Forest industries have the potential to provide thousands more jobs in Eastern and southern Kentucky as leaders in the region search for ways to improve the economy, according to an analysis.
Expanding the forestry sector could provide $1.49 billion in new revenue and nearly 7,500 additional jobs in a 54-county region that includes areas hit hard by a sharp decrease in coal jobs, researchers in the Department of Forestry at the University of Kentucky concluded.
That growth would drive more jobs in other sectors as well, the study said.
The department did the study at the request of participants in the initiative called Shaping Our Appalachian Region, or SOAR.
U.S. Rep. Hal Rogers, a Republican who represents southern and Eastern Kentucky, and Gov. Steve Beshear, a Democrat, started the initiative in late 2013 to look for ways to improve the economy and quality of life in the region.
The report said more than 80 percent of the land in SOAR's region is forested.
Strategic expansion of industries tied to that abundant timber represents "low-hanging fruit" in the search to provide a more sustainable economic base, the study found.
Most of the growth could come from better use of lower-quality timber, which is much more abundant. About two-thirds of the timber in the 54-county region is not considered to be in the top two grades.
There also could be better use of high-quality timber, the report said.
The gains would be to landowners selling timber, loggers cutting and hauling trees, and processors and manufacturers.

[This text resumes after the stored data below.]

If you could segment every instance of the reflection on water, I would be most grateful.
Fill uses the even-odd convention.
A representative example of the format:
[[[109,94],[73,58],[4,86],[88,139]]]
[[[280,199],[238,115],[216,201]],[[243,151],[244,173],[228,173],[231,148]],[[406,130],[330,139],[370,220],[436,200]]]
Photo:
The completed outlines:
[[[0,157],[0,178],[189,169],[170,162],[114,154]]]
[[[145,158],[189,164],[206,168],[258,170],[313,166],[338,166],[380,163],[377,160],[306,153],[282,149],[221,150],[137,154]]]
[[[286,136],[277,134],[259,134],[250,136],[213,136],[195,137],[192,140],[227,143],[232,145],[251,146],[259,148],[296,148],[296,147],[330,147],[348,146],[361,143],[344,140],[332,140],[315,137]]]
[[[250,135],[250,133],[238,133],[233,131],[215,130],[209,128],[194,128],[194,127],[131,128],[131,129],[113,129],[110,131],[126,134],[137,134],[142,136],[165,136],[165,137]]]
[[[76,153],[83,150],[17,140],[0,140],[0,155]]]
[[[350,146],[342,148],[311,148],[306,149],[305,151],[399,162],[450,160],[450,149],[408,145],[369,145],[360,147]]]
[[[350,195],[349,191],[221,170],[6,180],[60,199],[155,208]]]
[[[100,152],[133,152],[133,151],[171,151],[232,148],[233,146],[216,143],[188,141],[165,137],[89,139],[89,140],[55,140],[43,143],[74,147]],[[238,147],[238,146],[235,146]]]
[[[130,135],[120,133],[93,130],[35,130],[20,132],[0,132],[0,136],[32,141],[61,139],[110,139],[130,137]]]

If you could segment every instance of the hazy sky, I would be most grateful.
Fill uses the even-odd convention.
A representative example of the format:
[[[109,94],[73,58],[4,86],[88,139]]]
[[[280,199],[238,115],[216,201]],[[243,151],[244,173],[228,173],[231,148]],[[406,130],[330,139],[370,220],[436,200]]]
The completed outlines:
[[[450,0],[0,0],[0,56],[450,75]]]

There is room to expand existing forest-related businesses in the region and to add more loggers, sawmills, and pallet and furniture makers, the report said.
However, there is not infrastructure to support development of a pulp or paper mill, and there are not enough high-quality trees to justify developing greater veneer-mill capacity, the UK report said.

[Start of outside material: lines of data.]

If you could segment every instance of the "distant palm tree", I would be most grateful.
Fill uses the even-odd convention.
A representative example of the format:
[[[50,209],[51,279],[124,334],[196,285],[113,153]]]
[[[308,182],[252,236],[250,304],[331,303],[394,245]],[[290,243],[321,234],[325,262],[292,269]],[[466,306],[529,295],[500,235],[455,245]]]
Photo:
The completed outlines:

Any effort to expand the forest sector must be done in a way that is sustainable and protects wildlife and the environment, which calls for sound management, the report said.
"Without proper forest management, the health and resiliency of the region's forests are in jeopardy, and the forest will fall short of yielding the economic, ecologic and society values that are possible in the region," the report said.
The report said forestry could be boosted as an economic force in the region without interfering with other needs such as recreation and tourism, and without threatening forest growth and established industries.
The analysis was based on sustainable use of half the annual tree growth in the region that is not harvested now, creating a cushion to ensure continued growth.
The report cautioned that it would take time to see many of the benefits of expanding the forestry sector.
There are programs and organizations in place that could help boost forestry.
But UK forestry professors Jeffrey W. Stringer — one of the researchers on the analysis — and Christopher D. Barton said in a recent commentary that programs to deal with issues such as sustainable forest development and environmental threats to forests are "generally underfunded."
The analysis did not advocate strategies to make trees a bigger piece of the economy but said incentives for landowners to practice better forest management and workforce training could be important.